Here’s a minimal reproducible example,

import torch
from torch.func import jacrev #reverse-mode AD

def func(x):
  return x**2

def jacobian_func(x):
  jac = jacrev(func, argnums=(0))(x)
  return jac, jac #return 2 copies here
  
def hessian_with_grad_func(x):
  hess, jac = jacrev(jacobian_func, argnums=(0), has_aux=True)(x)
  return hess, jac
  
x = torch.randn(1) #if you have more samples, you'll need to use torch.func.vmap

hess, jac = hessian_with_grad_func(x)
print("output: ",x)
print("jacobian: ",jac)  #equals 2*x
print("hessian: ",hess)  #equals 2

FOXP20 · May 31, 2023, 4:07am

Fantastic that was exactly the type of response I was looking for - thank you!

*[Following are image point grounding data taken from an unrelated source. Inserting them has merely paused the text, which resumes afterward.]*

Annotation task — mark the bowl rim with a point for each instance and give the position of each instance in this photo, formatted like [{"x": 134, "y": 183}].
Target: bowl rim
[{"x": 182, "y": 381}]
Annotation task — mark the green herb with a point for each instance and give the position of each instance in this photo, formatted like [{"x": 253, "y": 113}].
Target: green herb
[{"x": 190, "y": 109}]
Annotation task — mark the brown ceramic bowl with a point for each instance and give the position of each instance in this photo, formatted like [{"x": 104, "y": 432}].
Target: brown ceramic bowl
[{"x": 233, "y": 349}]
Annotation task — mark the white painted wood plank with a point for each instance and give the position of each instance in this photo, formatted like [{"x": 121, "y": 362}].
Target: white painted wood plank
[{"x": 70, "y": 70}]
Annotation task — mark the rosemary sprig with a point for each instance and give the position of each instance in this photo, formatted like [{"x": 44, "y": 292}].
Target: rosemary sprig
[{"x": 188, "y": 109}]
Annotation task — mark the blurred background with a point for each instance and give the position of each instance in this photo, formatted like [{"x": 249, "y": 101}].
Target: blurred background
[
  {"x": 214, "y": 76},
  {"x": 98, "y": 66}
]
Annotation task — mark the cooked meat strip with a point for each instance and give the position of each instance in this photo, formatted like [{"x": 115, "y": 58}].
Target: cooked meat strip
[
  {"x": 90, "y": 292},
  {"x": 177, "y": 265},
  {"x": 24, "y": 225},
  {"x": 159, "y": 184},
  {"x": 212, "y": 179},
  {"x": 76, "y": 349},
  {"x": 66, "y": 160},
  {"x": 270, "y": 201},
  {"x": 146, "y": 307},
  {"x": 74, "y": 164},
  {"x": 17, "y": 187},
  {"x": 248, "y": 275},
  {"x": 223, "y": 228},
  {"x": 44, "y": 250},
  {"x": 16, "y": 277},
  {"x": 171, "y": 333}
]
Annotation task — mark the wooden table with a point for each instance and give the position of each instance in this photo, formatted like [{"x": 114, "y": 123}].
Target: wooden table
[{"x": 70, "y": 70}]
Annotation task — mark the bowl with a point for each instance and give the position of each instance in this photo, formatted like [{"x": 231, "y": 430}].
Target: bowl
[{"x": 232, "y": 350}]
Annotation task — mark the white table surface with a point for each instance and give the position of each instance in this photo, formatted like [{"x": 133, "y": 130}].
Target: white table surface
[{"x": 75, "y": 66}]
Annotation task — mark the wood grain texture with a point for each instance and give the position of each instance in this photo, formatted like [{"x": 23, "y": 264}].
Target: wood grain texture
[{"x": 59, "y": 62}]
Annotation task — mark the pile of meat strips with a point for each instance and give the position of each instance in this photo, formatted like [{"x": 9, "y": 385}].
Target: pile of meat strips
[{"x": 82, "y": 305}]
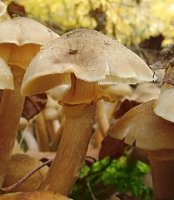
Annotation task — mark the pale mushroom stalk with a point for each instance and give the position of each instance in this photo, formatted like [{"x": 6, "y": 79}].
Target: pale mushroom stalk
[
  {"x": 91, "y": 59},
  {"x": 75, "y": 137},
  {"x": 147, "y": 131},
  {"x": 41, "y": 133},
  {"x": 12, "y": 102},
  {"x": 78, "y": 130},
  {"x": 20, "y": 40}
]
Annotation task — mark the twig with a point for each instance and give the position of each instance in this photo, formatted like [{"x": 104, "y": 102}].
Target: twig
[
  {"x": 91, "y": 192},
  {"x": 20, "y": 181}
]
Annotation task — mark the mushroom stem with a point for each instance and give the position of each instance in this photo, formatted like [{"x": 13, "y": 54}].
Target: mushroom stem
[
  {"x": 163, "y": 177},
  {"x": 72, "y": 148},
  {"x": 10, "y": 111},
  {"x": 41, "y": 133}
]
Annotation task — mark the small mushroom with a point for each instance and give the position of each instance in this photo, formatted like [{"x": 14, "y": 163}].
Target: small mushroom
[
  {"x": 164, "y": 104},
  {"x": 6, "y": 76},
  {"x": 20, "y": 40},
  {"x": 147, "y": 131},
  {"x": 87, "y": 59}
]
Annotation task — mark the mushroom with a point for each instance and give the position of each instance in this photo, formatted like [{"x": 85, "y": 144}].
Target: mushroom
[
  {"x": 87, "y": 58},
  {"x": 19, "y": 166},
  {"x": 147, "y": 131},
  {"x": 20, "y": 40},
  {"x": 3, "y": 8},
  {"x": 36, "y": 195},
  {"x": 106, "y": 109},
  {"x": 6, "y": 76}
]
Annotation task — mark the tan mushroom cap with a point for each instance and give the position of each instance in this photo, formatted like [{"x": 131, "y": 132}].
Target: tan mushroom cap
[
  {"x": 119, "y": 90},
  {"x": 21, "y": 38},
  {"x": 6, "y": 76},
  {"x": 3, "y": 8},
  {"x": 164, "y": 104},
  {"x": 90, "y": 55},
  {"x": 36, "y": 195},
  {"x": 146, "y": 92},
  {"x": 140, "y": 126}
]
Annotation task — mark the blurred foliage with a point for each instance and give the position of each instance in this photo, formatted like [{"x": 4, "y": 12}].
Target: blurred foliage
[
  {"x": 129, "y": 21},
  {"x": 110, "y": 176}
]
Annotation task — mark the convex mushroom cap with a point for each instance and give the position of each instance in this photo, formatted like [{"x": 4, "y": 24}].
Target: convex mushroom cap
[
  {"x": 21, "y": 38},
  {"x": 140, "y": 126},
  {"x": 6, "y": 77},
  {"x": 90, "y": 55}
]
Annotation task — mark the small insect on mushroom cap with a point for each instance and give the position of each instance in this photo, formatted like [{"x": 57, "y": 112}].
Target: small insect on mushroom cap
[
  {"x": 6, "y": 76},
  {"x": 91, "y": 56}
]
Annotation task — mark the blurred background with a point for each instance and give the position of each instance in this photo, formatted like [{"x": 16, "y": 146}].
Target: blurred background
[{"x": 145, "y": 26}]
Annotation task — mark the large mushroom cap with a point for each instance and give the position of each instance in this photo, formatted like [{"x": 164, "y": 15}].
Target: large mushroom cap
[
  {"x": 21, "y": 38},
  {"x": 90, "y": 55},
  {"x": 141, "y": 126},
  {"x": 22, "y": 30},
  {"x": 6, "y": 76}
]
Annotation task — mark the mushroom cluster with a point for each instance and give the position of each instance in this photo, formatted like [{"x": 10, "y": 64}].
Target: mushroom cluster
[
  {"x": 82, "y": 69},
  {"x": 20, "y": 40},
  {"x": 85, "y": 59}
]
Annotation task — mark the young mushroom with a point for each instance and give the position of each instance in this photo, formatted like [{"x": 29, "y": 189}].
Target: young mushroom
[
  {"x": 20, "y": 40},
  {"x": 89, "y": 59},
  {"x": 147, "y": 131}
]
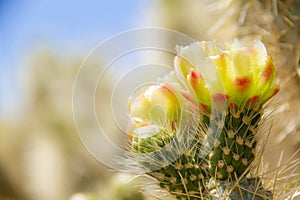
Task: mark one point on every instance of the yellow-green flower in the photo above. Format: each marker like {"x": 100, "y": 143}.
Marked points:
{"x": 240, "y": 75}
{"x": 156, "y": 105}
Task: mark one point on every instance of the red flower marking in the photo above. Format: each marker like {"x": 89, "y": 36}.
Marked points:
{"x": 268, "y": 71}
{"x": 204, "y": 108}
{"x": 242, "y": 83}
{"x": 194, "y": 78}
{"x": 220, "y": 98}
{"x": 252, "y": 100}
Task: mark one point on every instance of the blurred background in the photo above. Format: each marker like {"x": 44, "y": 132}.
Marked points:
{"x": 42, "y": 46}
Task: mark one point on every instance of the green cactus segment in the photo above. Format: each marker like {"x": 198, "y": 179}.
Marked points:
{"x": 179, "y": 169}
{"x": 231, "y": 143}
{"x": 246, "y": 189}
{"x": 183, "y": 178}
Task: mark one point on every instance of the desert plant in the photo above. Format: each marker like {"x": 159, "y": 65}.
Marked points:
{"x": 202, "y": 130}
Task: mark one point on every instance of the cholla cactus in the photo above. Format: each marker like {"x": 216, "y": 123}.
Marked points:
{"x": 199, "y": 131}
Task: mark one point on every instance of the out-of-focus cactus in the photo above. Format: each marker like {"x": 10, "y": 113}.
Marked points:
{"x": 212, "y": 148}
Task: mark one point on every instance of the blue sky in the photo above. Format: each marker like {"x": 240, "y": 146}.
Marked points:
{"x": 66, "y": 25}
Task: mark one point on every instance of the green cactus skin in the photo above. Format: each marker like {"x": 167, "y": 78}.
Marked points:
{"x": 184, "y": 171}
{"x": 231, "y": 146}
{"x": 246, "y": 189}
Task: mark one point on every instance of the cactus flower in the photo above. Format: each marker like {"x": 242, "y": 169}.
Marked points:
{"x": 241, "y": 75}
{"x": 190, "y": 147}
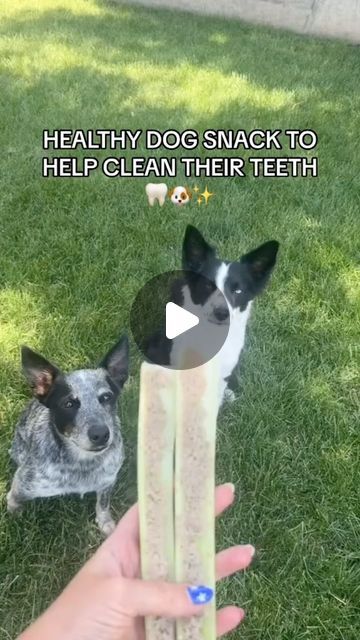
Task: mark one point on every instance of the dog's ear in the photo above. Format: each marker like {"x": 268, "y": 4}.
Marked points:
{"x": 40, "y": 373}
{"x": 116, "y": 362}
{"x": 260, "y": 263}
{"x": 195, "y": 250}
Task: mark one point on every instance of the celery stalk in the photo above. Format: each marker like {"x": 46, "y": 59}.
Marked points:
{"x": 196, "y": 414}
{"x": 156, "y": 433}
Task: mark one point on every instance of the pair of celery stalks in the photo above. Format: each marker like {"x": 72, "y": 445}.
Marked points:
{"x": 176, "y": 479}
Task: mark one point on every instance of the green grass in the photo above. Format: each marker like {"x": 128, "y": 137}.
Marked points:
{"x": 74, "y": 252}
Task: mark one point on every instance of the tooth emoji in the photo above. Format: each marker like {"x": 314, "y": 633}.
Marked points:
{"x": 156, "y": 193}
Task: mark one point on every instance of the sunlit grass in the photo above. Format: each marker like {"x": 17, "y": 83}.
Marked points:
{"x": 73, "y": 253}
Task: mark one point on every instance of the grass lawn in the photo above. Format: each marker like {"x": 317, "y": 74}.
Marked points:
{"x": 74, "y": 252}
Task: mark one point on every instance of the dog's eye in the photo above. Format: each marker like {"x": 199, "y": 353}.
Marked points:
{"x": 105, "y": 397}
{"x": 70, "y": 403}
{"x": 236, "y": 289}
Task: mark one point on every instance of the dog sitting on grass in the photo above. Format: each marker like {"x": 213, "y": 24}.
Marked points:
{"x": 68, "y": 438}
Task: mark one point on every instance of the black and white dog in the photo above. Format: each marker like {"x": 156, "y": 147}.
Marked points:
{"x": 68, "y": 438}
{"x": 239, "y": 282}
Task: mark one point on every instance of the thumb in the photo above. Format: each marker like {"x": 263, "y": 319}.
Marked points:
{"x": 164, "y": 599}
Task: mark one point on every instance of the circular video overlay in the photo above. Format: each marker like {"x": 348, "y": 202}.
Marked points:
{"x": 179, "y": 320}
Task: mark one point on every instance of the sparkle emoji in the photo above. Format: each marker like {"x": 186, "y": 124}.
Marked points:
{"x": 206, "y": 195}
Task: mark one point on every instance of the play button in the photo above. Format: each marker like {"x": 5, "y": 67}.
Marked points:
{"x": 179, "y": 319}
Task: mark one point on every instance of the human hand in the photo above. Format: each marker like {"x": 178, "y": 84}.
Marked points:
{"x": 107, "y": 600}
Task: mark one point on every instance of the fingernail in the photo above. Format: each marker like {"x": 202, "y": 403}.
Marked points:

Rsmeets · August 29, 2024, 10:24am

An extra addition for people who also want to have the output given in an efficient manner (i.e. calculating the output, gradient and laplacian in one function of scalar valued functions working on a batched sample), here is a way to do that:

from typing import Callable

import torch
from torch.func import jacrev

def _return_twice(function: Callable[[torch.Tensor], torch.Tensor]) -> Callable[[torch.Tensor], tuple[torch.Tensor, torch.Tensor]]:
    def new_function(x: torch.Tensor) -> tuple[torch.Tensor, torch.Tensor]:
        output = function(x)
        return output, output
    return new_function

def _return_split(function: Callable[[torch.Tensor], tuple[torch.Tensor, torch.Tensor]]) -> Callable[[torch.Tensor], tuple[torch.Tensor, torch.Tensor]]:
    def new_function(x: torch.Tensor) -> tuple[torch.Tensor, tuple[torch.Tensor, torch.Tensor]]:
        output, aux = function(x)
        return output, (output, aux)
    return new_function

def _set_output_grad_laplacian_func(function: Callable[[torch.Tensor], torch.Tensor]) -> Callable[[torch.Tensor], tuple[torch.Tensor, torch.Tensor, torch.Tensor]]:
        jacobian_func = lambda x: _return_split(jacrev(_return_twice(function), has_aux= True))(x) 
        hessian_func = lambda x: jacrev(jacobian_func, has_aux=True)(x)
        get_laplacian = lambda hessian, aux: (torch.trace(hessian), *aux)
        vmappable_func = lambda x: get_laplacian(*hessian_func(x))
        return torch.vmap(vmappable_func)

# Generate test sample
batch_size = 2
input_dim = 3
samples = torch.rand((batch_size, input_dim))

# Define test function
def test_func(x: torch.Tensor) -> torch.Tensor:
    return 2 * torch.sum(torch.pow(x, 2))

# Creating function
output_grad_laplacian_calculator = _set_output_grad_laplacian_func(test_func)

# Calculate laplacian, gradient and output
laplacian, grad, output = output_grad_laplacian_calculator(samples)

print(f'Samples are {samples}')
print(f'Output is {output}')
print(f'Gradient is {grad}')
print(f'Laplacian is {laplacian}')

Note that this code can also be easily extended to include the Hessian as an output.